Para que fique registado com a frieza que o assunto merece: do artigo 1674.º do Código Civil de 1966, constava que, como “chefe da família”, competia ao marido representar a mulher em todos os actos da vida conjugal. Por exemplo daqui decorreria, para juízes e doutrina, que os maridos tinham o direito de abrir a correspondência das mulheres. O equivalente actual seria, por exemplo, ter acesso sem reservas ao telemóvel da mulher, por lei. A “chefia de família”, que era o nome que a lei dava a este autocrático arranjo, não desapareceu do Código Civil até 1977.

E o Código Penal ainda em vigor em 1974 previa os chamados “crimes de honra”: um pai ou marido que matasse a esposa ou filha adúlteras cumpria uma pena máxima de seis meses de desterro da comarca. Leram bem, não é um erro de escrita. Era a lei.

|“As mulheres ficaram portuguesas de segunda até 1976” , Irene Pimentel, historiadora

Irene Pimentel costuma deparar-se com a surpresa nas escolas quando fala sobre o Estado Novo. O que mais choca os alunos, conta, é saberem que as mulheres precisavam de autorização marital para sair do país, uma restrição que só caiu em 1969. E, aliás, caiu por razões práticas: a emigração masculina para a França e a Alemanha tornara-se de tal forma massiva que era preciso deixar as mulheres ir atrás dos maridos.

No plano do voto, o absurdo tinha uma qualquer lógica interna, cuja lógica me escapa por absoluto. Os homens podiam votar, mesmo sendo analfabetos, a partir de 1945. As mulheres só acediam às urnas se tivessem o equivalente ao curso do liceu, ou se fossem viúvas e chefes de família. A idoneidade moral também era exigida, sem que a lei explicasse quem a certificaria, um pormenor que diz muito sobre a seriedade do sistema. E mesmo sendo “instruídas”, as mulheres perdiam o direito de voto se casassem com um homem que já o tivesse. No comments.

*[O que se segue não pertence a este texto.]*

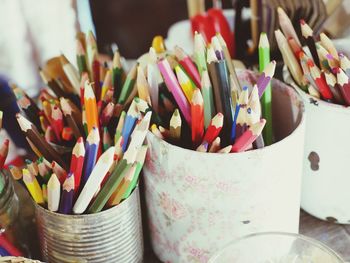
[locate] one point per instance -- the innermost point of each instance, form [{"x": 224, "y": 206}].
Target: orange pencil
[
  {"x": 90, "y": 107},
  {"x": 197, "y": 117},
  {"x": 4, "y": 152}
]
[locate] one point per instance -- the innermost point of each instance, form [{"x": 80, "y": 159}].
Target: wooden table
[{"x": 335, "y": 236}]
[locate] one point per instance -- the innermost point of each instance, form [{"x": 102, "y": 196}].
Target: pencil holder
[
  {"x": 198, "y": 202},
  {"x": 325, "y": 192},
  {"x": 113, "y": 235}
]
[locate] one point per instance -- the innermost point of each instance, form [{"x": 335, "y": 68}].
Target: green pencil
[{"x": 266, "y": 99}]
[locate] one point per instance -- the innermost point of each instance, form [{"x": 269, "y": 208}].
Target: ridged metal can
[{"x": 113, "y": 235}]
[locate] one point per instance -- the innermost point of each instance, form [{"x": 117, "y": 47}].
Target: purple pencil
[
  {"x": 174, "y": 87},
  {"x": 66, "y": 203}
]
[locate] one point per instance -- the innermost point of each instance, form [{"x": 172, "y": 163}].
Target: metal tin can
[
  {"x": 113, "y": 235},
  {"x": 325, "y": 192},
  {"x": 198, "y": 202}
]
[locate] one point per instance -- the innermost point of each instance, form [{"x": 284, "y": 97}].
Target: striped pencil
[
  {"x": 248, "y": 137},
  {"x": 53, "y": 193},
  {"x": 197, "y": 113},
  {"x": 94, "y": 181},
  {"x": 66, "y": 202},
  {"x": 33, "y": 186},
  {"x": 4, "y": 152},
  {"x": 77, "y": 162}
]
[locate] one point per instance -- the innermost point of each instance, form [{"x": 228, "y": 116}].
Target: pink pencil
[
  {"x": 248, "y": 137},
  {"x": 174, "y": 87}
]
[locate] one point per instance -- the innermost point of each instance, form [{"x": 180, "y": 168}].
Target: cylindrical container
[
  {"x": 326, "y": 177},
  {"x": 113, "y": 235},
  {"x": 198, "y": 202}
]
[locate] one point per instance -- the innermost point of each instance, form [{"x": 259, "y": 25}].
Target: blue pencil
[
  {"x": 129, "y": 124},
  {"x": 91, "y": 149}
]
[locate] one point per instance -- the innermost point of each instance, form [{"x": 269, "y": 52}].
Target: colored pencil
[
  {"x": 214, "y": 128},
  {"x": 199, "y": 53},
  {"x": 93, "y": 183},
  {"x": 328, "y": 44},
  {"x": 33, "y": 135},
  {"x": 215, "y": 146},
  {"x": 90, "y": 107},
  {"x": 71, "y": 73},
  {"x": 113, "y": 181},
  {"x": 128, "y": 85},
  {"x": 175, "y": 89},
  {"x": 203, "y": 147},
  {"x": 331, "y": 81},
  {"x": 320, "y": 81},
  {"x": 91, "y": 149},
  {"x": 175, "y": 125},
  {"x": 67, "y": 197},
  {"x": 197, "y": 113},
  {"x": 53, "y": 193},
  {"x": 266, "y": 98},
  {"x": 308, "y": 35},
  {"x": 77, "y": 162},
  {"x": 32, "y": 186},
  {"x": 185, "y": 83},
  {"x": 129, "y": 123},
  {"x": 187, "y": 64},
  {"x": 248, "y": 137},
  {"x": 286, "y": 25},
  {"x": 345, "y": 64},
  {"x": 81, "y": 57},
  {"x": 289, "y": 57},
  {"x": 344, "y": 86},
  {"x": 142, "y": 86},
  {"x": 117, "y": 74},
  {"x": 4, "y": 152}
]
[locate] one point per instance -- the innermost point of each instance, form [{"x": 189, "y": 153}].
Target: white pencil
[{"x": 93, "y": 183}]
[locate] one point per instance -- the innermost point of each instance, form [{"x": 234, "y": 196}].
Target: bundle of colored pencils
[
  {"x": 205, "y": 106},
  {"x": 316, "y": 67},
  {"x": 107, "y": 155}
]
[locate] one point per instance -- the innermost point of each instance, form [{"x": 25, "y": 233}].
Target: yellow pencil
[
  {"x": 33, "y": 186},
  {"x": 185, "y": 83},
  {"x": 90, "y": 107}
]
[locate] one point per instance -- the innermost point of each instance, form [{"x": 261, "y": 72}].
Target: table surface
[{"x": 335, "y": 236}]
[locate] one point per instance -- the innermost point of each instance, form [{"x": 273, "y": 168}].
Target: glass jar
[{"x": 12, "y": 226}]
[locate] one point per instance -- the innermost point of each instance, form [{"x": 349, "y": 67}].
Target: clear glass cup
[{"x": 276, "y": 247}]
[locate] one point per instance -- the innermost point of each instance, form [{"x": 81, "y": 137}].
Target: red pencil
[
  {"x": 214, "y": 128},
  {"x": 186, "y": 62},
  {"x": 344, "y": 85},
  {"x": 320, "y": 81},
  {"x": 57, "y": 121},
  {"x": 197, "y": 113},
  {"x": 4, "y": 152},
  {"x": 248, "y": 137}
]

A Constituição de 1933 era formalmente igual. Pois sim…

A Constituição do Estado Novo, aprovada em 1933, proclamava a igualdade de todos os cidadãos perante a lei. Bonito. Mas a seguir havia uma ressalva que transformava o princípio num exercício de ilusionismo jurídico: “salvas, quanto à mulher, as diferenças resultantes da sua natureza e do bem da família.” A referência à “natureza” só desapareceu na revisão constitucional de 1972, dois anos antes do fim do regime, numa espécie de concessão tardia à modernidade.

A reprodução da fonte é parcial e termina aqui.